Taliban fighters on a street in Kabul (AFP)
New Delhi: China and Pakistan will be absent if the national security chiefs of seven regional countries gather here on Wednesday for a security dialogue in Afghanistan.
The day-long event, the first hosted by India, will focus on terrorism and related security challenges and the uncertainty arising from Afghanistan that was occupied by the Taliban in August.
Pakistan did not agree to come because of India. China, however, has made its response worthwhile. Citing inability to attend due to “scheduling problems”, Beijing has said it wants to involve India bilaterally in Afghanistan. The Indian government has refrained from combining the two rejections, although sources said China’s response could be due to its sensitivity to Pakistan. “We were interested in China’s participation,” the source said.
The meeting will focus on terrorism inside Afghanistan and across the border: the rise of extremism and extremism that could spread from Afghanistan to the Taliban and Haqqani network or IS, or the power of demonstrations just to influence the population. Participating countries.

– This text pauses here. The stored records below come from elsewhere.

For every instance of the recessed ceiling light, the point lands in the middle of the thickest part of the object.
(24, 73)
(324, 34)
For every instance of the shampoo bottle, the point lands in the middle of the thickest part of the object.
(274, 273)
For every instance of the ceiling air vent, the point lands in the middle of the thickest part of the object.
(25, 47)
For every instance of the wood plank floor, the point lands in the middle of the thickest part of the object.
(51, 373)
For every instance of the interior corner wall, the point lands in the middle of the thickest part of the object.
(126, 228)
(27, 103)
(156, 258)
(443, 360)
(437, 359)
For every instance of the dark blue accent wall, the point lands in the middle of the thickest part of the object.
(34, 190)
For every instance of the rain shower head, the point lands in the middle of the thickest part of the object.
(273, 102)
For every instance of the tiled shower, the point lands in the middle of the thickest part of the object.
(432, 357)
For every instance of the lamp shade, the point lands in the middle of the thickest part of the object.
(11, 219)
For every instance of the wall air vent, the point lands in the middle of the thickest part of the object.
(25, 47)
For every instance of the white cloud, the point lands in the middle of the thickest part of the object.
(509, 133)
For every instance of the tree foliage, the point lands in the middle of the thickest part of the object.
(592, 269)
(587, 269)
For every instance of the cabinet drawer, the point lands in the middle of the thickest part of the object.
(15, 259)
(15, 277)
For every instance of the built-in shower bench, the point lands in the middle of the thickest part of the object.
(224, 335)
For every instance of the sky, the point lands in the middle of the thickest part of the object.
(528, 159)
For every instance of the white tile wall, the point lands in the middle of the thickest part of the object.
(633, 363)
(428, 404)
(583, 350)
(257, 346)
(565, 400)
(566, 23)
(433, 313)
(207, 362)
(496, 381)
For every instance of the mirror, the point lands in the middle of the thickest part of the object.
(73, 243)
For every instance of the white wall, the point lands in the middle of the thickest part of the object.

The cross-border movement is another area of concern. The threat posed by the military equipment and weapons left by US troops in Afghanistan is a new challenge facing the region. It is feared that these could be used for terrorism or organized crime networks in the region.
Sources said the dialogue was not new. The first of these was held in India, Russia, Afghanistan, China and Iran – 2018 in Iran. Pakistan was invited, but refused to join. In 2019 Iran held the second. No invitations were sent to Afghanistan – not to the Taliban or even the previous government. “None of the participating countries raised the issue of inviting the Taliban,” the source said.
Indian planners believe the biggest “present” from the meeting will be a general understanding of the threat posed by Afghanistan’s uncertainty. “We believe there is a high level of similarity between them and our sense of threat,” the source said. The dialogue is unlikely to lead to a new security architecture, but the Indian side hopes it can evolve into one.